An unspecified number of residents have been trapped in collapsed houses, nightclubs and other businesses in the hard-hit city of Bogo and outlying rural towns. Rescuers scrambled to find survivors Wednesday. However, Army troops, police and civilian volunteers backed by backhoes and sniffer dogs were deployed Wednesday to carry out house-to-house searches for survivors.
According to the officials, the epicenter of the earthquake, which was set off by movement in an undersea fault line at a dangerously shallow depth of 5 kilometers (3 miles), was about 19 kilometers (12 miles) northeast of Bogo, a coastal city of about 90,000 people in Cebu province where about half of the deaths were reported.
The officials said the death toll in Bogo was expected to rise, intermittent rain and damaged bridges and roads were hampering the race to save lives. Office of Civil Defense deputy administrator Bernardo Rafaelito Alejandro IV in a news briefing said there were still many reports of people who were pinned or hit by debris.
Alejandro said the Philippine government was considering whether to seek help from foreign governments based on an ongoing rapid damage assessment. Workers were trying to transport a backhoe to hasten search and rescue efforts in a cluster of shanties in a mountain village hit by a landslide and boulders, Bogo city disaster-mitigation officer Rex Ygot told The Associated Press early Wednesday.
Deaths also were reported from the outlying towns of Medellin and San Remigio, where three coast guard personnel, a firefighter and a child were killed separately by collapsing walls and falling debris while trying to flee to safety from a basketball game in a sports complex that was disrupted by the quake, town officials said.
The earthquake was one of the most powerful to batter the central region in more than a decade and it struck while many people slept or were at home. The Philippine Institute of Volcanology and Seismology issued a tsunami warning and advised people to stay away from the coastlines of Cebu and the nearby provinces of Leyte and Biliran due to possible waves of up to 1 meter (3 feet).
Cebu and other provinces were still recovering from a tropical storm that battered the central region on Friday, leaving at least 27 people dead mostly due to drownings and falling trees, knocking out power in entire cities and towns and forcing the evacuation of tens of thousands of people.
Schools and government offices were closed in the quake-hit cities and towns while the safety of buildings were checked.
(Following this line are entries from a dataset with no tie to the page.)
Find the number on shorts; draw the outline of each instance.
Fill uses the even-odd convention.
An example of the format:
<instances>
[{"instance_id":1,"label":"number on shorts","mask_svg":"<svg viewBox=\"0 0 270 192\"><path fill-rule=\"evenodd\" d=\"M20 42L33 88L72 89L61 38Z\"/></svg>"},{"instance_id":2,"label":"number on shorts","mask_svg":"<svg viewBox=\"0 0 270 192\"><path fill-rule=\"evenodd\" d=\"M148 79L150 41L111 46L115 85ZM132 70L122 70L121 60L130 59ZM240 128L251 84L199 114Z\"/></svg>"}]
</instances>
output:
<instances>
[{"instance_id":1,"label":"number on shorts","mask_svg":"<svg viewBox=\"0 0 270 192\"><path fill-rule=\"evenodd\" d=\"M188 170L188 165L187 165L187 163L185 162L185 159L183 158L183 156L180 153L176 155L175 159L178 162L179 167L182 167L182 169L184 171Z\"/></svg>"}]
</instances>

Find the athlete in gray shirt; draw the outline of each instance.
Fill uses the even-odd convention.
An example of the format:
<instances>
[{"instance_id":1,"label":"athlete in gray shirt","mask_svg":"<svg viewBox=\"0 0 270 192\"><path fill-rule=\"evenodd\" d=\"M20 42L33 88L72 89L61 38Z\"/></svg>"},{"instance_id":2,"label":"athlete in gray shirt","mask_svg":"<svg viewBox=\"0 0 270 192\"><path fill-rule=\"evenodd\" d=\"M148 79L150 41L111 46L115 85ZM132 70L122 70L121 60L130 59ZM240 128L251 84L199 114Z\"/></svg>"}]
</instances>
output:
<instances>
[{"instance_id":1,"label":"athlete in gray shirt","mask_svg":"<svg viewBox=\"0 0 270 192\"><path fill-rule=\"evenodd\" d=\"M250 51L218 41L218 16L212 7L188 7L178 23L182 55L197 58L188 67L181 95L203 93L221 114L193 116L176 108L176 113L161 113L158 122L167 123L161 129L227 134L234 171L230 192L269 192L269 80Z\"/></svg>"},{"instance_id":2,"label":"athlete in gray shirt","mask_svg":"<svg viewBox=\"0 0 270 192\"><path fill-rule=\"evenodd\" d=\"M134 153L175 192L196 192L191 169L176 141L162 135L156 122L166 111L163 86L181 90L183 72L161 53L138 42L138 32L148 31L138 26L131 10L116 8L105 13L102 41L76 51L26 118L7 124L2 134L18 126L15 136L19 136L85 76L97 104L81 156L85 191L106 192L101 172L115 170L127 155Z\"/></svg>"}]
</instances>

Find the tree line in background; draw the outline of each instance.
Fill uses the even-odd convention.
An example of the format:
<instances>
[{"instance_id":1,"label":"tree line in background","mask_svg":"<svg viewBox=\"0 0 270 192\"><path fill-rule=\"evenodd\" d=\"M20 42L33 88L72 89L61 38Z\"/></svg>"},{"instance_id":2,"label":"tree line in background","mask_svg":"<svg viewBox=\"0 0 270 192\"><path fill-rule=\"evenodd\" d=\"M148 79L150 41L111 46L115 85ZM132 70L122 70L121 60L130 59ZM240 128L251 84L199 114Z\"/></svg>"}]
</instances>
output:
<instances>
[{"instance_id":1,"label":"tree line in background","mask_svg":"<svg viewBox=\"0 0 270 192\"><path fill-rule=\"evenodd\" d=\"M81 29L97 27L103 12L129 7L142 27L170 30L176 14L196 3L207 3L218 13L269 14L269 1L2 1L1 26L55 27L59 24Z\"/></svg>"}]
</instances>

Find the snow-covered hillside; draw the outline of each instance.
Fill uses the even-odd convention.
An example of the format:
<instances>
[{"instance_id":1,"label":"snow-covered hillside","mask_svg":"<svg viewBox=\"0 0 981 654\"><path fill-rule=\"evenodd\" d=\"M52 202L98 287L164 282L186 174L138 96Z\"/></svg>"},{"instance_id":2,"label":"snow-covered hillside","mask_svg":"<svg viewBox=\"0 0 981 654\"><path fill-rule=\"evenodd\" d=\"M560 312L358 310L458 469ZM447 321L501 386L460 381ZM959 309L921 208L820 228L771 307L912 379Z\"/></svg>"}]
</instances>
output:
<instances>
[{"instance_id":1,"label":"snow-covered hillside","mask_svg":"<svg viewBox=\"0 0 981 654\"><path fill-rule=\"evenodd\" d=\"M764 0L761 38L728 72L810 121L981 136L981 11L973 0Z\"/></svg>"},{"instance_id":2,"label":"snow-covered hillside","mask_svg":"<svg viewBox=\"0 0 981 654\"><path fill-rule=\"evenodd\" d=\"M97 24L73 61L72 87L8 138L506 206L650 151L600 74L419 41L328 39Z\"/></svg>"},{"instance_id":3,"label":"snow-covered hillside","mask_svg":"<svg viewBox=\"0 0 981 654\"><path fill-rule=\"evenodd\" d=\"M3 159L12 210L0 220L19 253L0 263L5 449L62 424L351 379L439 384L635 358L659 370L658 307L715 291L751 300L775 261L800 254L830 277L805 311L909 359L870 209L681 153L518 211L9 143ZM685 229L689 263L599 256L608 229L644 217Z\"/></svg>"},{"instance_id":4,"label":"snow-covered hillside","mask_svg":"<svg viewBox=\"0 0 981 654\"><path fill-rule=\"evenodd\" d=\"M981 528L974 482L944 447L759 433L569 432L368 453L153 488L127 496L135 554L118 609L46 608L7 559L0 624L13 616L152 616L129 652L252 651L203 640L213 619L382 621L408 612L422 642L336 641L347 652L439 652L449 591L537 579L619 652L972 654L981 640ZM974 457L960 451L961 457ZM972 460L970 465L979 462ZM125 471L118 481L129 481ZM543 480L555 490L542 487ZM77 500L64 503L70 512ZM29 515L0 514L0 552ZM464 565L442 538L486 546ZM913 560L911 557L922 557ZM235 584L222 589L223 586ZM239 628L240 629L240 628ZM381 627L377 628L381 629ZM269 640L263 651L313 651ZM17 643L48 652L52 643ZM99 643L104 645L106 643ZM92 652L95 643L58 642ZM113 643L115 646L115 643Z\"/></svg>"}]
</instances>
More than 600 aftershocks have been detected after Tuesday night’s temblor, Philippine Institute of Volcanology and Seismology director Teresito Bacolcol said.
The Philippines, one of the world’s most disaster-prone countries, is often hit by earthquakes and volcanic eruptions due to its location on the Pacific “Ring of Fire,” an arc of seismic faults around the ocean. The archipelago is also lashed by about 20 typhoons and storms each year.